Affordable housing is also a fundamental focus for Community Services. We currently administer the Aspen Court complex, a 15 unit, BC Housing site for low income families. We own Mary Anne Court (a 6 unit low income apartment building for persons with developmental disabilities) and Victoria House (residential living for developmentally disabled adults), located on Allison Flats. We also own Vermilion Court (18 unit assisted living facility for seniors and persons with disabilities) on Fenchurch Ave. BC Housing provides an operating budget for Aspen Court, Mary Anne Court and Vermilion Court. The Board continues to explore opportunities to increase the affordable housing options for Princeton residents.
Community Services is only one of the organizations that support seniors. We have very active seniors’ clubs that offer much in the way of socialization, recreational activities and educational opportunities. The hospital and health unit provide a team of individuals who support seniors in a variety of ways (mental health, drug and alcohol, physiotherapy, public health, flu clinics, social work, home care nursing, diabetic clinics, a dietician); outreach services are available for services not located locally; the police-based victim services worker will assist those who have been impacted by abuse or crime; there are a number of individual volunteers who assist seniors (and others) in a number of ways. Ridgewood Lodge allows us to keep seniors in their home community, close to family and friends. We have a fully functioning lab and x-ray department. We have organized groups who are working to retain and improve services in our community. We are fortunate to live in a caring community, where people look out for each other.

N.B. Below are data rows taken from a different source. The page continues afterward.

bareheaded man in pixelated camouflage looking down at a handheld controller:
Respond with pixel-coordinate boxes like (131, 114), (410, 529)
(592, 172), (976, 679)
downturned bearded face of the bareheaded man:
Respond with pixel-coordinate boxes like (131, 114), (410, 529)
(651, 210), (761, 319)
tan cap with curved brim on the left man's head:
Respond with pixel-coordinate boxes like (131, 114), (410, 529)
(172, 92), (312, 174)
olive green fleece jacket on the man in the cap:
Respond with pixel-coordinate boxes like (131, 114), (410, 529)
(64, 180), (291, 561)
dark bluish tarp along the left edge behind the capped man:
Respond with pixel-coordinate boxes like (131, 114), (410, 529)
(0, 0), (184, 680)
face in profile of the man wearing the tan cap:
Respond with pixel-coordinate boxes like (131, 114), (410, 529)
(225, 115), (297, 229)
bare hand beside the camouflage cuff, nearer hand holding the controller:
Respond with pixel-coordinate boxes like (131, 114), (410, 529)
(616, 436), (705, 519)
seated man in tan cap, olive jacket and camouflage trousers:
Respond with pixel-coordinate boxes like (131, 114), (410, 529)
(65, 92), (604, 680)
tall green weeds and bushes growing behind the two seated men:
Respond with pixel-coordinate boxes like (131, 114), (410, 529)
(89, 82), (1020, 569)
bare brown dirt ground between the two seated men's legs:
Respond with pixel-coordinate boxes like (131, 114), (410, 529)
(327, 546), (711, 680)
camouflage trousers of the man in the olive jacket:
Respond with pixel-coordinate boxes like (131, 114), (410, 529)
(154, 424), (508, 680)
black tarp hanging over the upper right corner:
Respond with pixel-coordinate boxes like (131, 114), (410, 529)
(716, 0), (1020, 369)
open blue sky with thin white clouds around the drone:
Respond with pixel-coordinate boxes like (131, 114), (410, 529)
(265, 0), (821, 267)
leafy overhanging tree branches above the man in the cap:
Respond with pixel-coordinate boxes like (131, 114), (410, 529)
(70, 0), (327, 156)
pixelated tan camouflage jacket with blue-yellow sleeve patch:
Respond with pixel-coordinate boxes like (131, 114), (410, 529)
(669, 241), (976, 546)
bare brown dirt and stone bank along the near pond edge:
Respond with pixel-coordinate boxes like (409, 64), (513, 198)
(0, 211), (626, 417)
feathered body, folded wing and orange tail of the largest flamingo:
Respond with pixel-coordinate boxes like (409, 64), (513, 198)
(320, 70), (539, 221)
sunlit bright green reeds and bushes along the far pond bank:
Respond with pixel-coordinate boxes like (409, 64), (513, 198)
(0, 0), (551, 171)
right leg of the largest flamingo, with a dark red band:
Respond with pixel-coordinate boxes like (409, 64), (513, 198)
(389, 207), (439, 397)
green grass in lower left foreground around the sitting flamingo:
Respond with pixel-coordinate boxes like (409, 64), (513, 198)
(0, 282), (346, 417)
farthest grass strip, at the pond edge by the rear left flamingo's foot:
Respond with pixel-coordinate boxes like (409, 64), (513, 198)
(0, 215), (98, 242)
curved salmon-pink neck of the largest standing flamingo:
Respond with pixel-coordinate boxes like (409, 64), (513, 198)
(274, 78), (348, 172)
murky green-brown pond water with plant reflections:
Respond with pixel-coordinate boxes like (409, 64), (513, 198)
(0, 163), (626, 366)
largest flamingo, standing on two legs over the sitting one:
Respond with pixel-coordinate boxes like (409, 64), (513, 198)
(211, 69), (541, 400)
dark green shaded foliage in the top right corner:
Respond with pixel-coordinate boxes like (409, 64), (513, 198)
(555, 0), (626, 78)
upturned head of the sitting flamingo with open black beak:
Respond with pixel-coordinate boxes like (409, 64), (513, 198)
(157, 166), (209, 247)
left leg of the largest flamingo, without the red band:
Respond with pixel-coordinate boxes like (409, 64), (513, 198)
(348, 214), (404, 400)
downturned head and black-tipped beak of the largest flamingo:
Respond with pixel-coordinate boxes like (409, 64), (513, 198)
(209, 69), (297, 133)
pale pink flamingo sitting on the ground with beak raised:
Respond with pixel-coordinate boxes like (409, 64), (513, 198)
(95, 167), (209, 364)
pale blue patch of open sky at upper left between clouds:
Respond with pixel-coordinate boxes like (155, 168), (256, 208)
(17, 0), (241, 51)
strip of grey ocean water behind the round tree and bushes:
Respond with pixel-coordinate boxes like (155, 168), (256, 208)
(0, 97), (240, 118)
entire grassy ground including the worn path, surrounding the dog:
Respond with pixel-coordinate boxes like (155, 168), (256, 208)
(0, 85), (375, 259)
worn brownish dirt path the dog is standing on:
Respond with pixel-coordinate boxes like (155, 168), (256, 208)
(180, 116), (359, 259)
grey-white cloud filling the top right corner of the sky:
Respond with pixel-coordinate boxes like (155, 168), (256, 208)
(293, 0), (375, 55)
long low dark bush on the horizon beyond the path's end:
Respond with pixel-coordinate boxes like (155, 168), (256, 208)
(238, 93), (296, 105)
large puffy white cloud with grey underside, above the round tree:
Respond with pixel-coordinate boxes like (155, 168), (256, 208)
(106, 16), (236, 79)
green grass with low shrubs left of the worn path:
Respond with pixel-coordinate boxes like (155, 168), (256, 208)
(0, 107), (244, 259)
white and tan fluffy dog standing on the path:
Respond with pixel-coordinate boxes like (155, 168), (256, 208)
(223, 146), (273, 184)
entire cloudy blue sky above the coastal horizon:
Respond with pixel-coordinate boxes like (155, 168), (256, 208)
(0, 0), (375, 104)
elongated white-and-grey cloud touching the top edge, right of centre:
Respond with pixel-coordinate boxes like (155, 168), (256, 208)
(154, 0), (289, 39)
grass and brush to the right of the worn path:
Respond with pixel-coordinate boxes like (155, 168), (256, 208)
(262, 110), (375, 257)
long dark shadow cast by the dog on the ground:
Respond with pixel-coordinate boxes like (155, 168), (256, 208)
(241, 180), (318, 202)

We must never become complacent with what we have or accepting of what we have lost. And we must continually look for solutions “outside the box”. So often we simply decry the lack of funding and assume it is the root of all our problems. It is far more proactive to search for ways to accomplish our goals with limited means and innovative solutions.
I would encourage you to keep active, stay healthy and embrace life. We must work together to achieve realistic goals. Treasure your independence but graciously accept help when needed. Appreciate the good things we do have and share that appreciation with those who support you.
Thank-you for the opportunity to participate in this evening. My goal was to identify the good things that are happening for seniors in Princeton, identify some areas where improvement is needed and encourage positive change driven by realistic goals and financial prudence. I hope I have accomplished that goal.